OK, so, we have no idea what ‘C’ is and we’re not going to have any. That’s all right. We’ll get it later. What we can get is ‘r’. You’ve probably got there already. There’s two possible answers:

$r = \pm\sqrt{-\frac{k}{m}}$

You might not like that. You remember that ‘k’ has to be positive, and if mass ‘m’ isn’t positive something’s screwed up. So what are we doing with the square root of a negative number? Yes, we’re getting imaginary numbers. Two imaginary numbers, in fact:

$r = \imath \sqrt{\frac{k}{m}}, r = - \imath \sqrt{\frac{k}{m}}$

Which is right? Both. In some combination, too. It’ll be a bit with that first ‘r’ plus a bit with that second ‘r’. In the differential equations trade this is called superposition. We’ll have information that tells us how much uses the first ‘r’ and how much uses the second.
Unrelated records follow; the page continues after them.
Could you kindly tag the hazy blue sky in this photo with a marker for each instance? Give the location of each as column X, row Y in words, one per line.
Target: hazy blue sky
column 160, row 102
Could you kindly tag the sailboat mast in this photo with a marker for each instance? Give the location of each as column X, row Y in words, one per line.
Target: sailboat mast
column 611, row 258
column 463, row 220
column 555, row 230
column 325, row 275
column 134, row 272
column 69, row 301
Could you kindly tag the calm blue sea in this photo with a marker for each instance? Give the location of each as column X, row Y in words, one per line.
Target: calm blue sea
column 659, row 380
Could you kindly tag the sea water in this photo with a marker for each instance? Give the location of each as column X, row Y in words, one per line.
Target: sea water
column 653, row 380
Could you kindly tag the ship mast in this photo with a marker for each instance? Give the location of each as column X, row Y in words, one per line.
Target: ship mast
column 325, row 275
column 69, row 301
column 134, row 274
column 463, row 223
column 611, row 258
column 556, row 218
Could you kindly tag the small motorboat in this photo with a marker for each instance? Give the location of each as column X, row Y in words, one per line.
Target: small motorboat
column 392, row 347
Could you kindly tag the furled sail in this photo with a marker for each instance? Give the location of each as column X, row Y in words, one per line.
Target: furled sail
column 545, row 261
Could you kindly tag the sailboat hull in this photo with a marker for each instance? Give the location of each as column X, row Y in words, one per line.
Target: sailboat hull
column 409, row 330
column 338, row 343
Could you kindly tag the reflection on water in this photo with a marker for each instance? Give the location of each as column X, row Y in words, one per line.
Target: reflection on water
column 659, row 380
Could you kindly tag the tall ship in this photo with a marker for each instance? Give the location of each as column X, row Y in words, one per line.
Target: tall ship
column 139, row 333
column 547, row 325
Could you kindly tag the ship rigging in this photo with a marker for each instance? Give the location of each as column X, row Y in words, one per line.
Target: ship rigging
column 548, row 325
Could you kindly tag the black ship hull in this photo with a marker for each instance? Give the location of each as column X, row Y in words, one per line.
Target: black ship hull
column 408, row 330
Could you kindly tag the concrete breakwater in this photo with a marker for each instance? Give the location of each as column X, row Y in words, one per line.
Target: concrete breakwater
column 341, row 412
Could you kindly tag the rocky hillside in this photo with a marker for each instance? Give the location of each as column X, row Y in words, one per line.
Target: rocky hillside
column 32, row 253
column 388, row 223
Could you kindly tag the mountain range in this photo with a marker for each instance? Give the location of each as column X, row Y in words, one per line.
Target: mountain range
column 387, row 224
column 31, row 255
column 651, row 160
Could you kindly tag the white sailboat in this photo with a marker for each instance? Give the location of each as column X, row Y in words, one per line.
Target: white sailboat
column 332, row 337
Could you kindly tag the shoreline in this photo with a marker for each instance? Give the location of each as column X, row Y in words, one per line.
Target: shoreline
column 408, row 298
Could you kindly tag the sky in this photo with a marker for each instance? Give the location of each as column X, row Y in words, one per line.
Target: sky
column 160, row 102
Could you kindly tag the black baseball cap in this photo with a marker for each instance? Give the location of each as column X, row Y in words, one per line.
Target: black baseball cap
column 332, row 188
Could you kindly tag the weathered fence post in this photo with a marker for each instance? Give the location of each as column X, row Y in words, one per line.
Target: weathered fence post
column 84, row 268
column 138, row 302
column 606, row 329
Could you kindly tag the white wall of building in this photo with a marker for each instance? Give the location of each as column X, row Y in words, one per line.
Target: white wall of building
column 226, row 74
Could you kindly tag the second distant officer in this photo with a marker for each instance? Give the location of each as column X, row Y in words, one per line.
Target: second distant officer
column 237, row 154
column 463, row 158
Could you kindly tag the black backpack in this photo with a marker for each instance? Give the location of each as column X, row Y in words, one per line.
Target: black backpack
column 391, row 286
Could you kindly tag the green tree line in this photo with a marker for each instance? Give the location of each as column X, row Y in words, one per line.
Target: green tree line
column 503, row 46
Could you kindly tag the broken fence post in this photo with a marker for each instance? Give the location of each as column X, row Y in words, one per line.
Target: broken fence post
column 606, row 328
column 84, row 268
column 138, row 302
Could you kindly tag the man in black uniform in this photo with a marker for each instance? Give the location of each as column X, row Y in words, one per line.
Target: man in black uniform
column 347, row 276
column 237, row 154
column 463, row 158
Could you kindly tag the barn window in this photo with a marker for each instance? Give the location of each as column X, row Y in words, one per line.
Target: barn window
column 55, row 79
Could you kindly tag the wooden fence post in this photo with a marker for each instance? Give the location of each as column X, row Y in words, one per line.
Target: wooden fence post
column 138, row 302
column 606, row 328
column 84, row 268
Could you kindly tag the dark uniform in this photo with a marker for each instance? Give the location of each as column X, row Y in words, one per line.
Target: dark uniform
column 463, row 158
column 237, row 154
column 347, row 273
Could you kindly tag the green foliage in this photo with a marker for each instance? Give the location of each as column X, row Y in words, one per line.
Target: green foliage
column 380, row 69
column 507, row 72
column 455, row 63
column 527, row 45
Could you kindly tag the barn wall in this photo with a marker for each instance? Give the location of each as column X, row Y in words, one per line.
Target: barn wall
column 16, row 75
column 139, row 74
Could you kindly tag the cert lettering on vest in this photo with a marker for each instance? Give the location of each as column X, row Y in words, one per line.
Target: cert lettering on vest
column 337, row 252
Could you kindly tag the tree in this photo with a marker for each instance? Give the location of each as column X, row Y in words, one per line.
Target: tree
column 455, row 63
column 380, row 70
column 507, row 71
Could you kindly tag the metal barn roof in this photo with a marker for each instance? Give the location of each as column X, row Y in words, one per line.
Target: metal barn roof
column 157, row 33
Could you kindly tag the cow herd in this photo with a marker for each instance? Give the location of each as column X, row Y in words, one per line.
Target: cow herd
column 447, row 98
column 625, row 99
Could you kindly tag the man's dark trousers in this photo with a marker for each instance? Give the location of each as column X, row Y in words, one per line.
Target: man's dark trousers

You might still be upset. Hey, we’ve got these imaginary numbers here describing how a spring moves and while you might not be one of those high-price physicists you see all over the media you know springs aren’t imaginary. I’ve got a couple responses to that. Some are semantic. We only call these numbers “imaginary” because when we first noticed they were useful things we didn’t know what to make of them. The label is an arbitrary thing that doesn’t make any demands of the numbers. If we had called them, oh, “Cardanic numbers” instead would you be upset that you didn’t see any Cardanos in your springs?

My high-class semantic response is to ask in exactly what way is the “square root of minus one” any less imaginary than “three”? Can you give me a handful of three? No? Didn’t think so.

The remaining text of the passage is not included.